Abstracts will be accepted for poster presentation only.

Colorectal Cancer Cost

The ICSN has focused on identifying, documenting and promoting best practices in the delivery of organized screening programs around the world. One factor organizations must consider when deciding whether to create or expand cancer screening services is the resources (both financial and non-financial) that will be required. The focus of the Colorectal Cancer Cost Work Group is to understand the factors associated with cancer screening and how the cost of screening might be reduced and thus promoted to more organizations.

Abstracts were solicited for studies that address the efforts to understand the resources required for increasing cancer screening, detection, and better treatment. This might include international comparisons of the following: methods for identifying individuals eligible for screening, modes of screening, conveying results, and referring people for diagnostic procedures and treatment.

Abstracts will be accepted for poster presentation only.

Ductal Carcinoma In Situ

The DCIS Work Group grew out of ICSN’s interest in assessing the impact of screening on populations, in particular, screening’s adverse impact. DCIS diagnoses are made at a higher rate in populations that are regularly screened and, therefore, its impact on morbidity could be significant. We are interested in documenting the variation in incidence of DCIS and treatment in populations that are regularly screened.

Abstracts were solicited for studies on (a) reasons for variation in DCIS diagnosis and treatment within and across ICSN screening programs and (b) how to differentiate and manage progressive and indolent DCIS.

Abstracts will be accepted for poster presentation only.


The rate-limiting step in biomarker research is the availability of high-quality specimens.
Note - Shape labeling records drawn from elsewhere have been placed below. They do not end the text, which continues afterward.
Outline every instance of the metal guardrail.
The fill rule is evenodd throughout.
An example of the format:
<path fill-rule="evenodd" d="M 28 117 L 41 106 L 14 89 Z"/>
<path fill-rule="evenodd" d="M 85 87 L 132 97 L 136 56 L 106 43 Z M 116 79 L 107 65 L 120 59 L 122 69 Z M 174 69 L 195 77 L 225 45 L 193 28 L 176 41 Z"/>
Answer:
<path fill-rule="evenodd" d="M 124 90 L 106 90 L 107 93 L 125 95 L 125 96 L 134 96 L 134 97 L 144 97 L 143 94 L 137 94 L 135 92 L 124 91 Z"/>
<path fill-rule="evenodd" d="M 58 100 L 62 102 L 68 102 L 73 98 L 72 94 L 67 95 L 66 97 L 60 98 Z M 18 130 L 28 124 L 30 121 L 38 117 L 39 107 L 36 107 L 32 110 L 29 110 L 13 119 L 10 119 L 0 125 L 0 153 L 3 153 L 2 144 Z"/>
Ongoing population-based studies and infrastructures may be a source of high-quality specimens and data for research on the use of biomarkers in screening programs. The Biomarkers Work Group is interested in the collection and validation of biomarkers at the population level and the possible applications of biomarkers in organized screening programs.

Abstracts were solicited on biomarker collection and validation research within the context of population- level screening studies and the possible applications of biomarkers in screening programs. Topics may include descriptions of resources available for biomarker research, study design for biomarker validation research, and future resource needs for the application of biomarkers in screening programs.
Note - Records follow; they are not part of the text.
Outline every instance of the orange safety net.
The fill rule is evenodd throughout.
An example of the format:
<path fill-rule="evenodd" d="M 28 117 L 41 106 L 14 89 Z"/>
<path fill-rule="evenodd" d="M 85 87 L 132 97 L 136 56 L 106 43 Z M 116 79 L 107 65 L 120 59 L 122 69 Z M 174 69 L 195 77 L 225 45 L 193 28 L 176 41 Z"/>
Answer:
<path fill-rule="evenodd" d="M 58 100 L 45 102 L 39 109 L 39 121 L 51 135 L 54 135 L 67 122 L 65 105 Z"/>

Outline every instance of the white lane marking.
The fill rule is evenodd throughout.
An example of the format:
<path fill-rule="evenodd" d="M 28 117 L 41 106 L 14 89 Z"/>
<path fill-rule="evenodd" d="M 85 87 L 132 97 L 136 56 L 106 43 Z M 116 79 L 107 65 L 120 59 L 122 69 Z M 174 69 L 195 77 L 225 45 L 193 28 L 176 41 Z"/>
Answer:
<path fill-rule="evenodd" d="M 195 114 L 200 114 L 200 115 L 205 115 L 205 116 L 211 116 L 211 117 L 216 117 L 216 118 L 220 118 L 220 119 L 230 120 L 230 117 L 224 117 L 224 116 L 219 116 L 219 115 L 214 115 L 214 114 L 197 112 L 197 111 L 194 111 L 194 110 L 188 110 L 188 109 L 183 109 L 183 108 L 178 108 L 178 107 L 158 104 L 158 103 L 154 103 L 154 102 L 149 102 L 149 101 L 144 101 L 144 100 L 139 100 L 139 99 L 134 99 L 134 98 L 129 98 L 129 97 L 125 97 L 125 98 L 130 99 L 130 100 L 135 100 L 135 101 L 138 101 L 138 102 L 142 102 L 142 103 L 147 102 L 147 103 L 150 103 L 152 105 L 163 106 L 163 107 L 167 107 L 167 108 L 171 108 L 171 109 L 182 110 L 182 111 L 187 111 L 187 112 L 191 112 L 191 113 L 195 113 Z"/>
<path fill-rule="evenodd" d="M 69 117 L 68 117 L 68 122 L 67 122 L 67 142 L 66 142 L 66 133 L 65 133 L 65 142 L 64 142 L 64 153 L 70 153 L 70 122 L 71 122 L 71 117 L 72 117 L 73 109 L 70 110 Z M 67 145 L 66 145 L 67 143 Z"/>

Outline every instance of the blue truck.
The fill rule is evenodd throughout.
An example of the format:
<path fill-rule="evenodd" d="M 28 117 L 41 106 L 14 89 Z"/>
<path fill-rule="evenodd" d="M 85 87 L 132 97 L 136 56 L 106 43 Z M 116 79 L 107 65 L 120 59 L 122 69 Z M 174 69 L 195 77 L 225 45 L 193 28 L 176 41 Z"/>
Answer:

Abstracts will be accepted for poster presentation only.

Audit Feedback on Reading Performance of Screening Mammograms

The effectiveness of screening mammography, cervical screening, and colorectal cancer screening depends on the ability to detect abnormalities and interpret these findings accurately; both tasks are challenging and require ongoing education to maintain and improve interpretative skills. Some countries with mammographic screening programs have developed audit and feedback systems to help screen readers assess and improve their reading skills. These audit feedback systems can include formal systems such as those provided to a program by an independent unit, as well as informal systems in which readers audit their own reading performance or audit feedback is be provided verbally to a reader by a medical leader.
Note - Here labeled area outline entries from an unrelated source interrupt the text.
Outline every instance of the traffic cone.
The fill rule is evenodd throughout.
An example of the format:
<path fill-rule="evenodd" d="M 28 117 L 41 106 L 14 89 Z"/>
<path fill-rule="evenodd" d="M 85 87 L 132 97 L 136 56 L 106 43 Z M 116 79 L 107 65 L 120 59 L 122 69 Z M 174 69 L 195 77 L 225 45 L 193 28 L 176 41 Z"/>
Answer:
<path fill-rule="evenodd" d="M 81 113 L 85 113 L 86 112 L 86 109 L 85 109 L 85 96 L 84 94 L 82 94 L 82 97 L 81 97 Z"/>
Although the focus of this interest group is on mammographic screening, abstracts were solicited for posters on audit feedback systems for any cancer screening program.

Abstracts will be accepted for poster presentation only.

International Test Sets

The International Test Sets interest group was formed in 2010 for the purpose of sharing knowledge about creation and use of test sets for measuring performance of radiologists in mammography screening. Out of this meeting came a project to develop one or more test sets that could compare interpretation ability internationally and also be used for local evaluation and education.

Abstracts were solicited for posters related to use of test sets for evaluation of clinicians in mammography or any clinical setting (e.g., pathologists, colonoscopists), and test set methodology.

Abstracts will be accepted for poster presentation only.

The abstract submission deadline has now passed. No further abstracts are being accepted.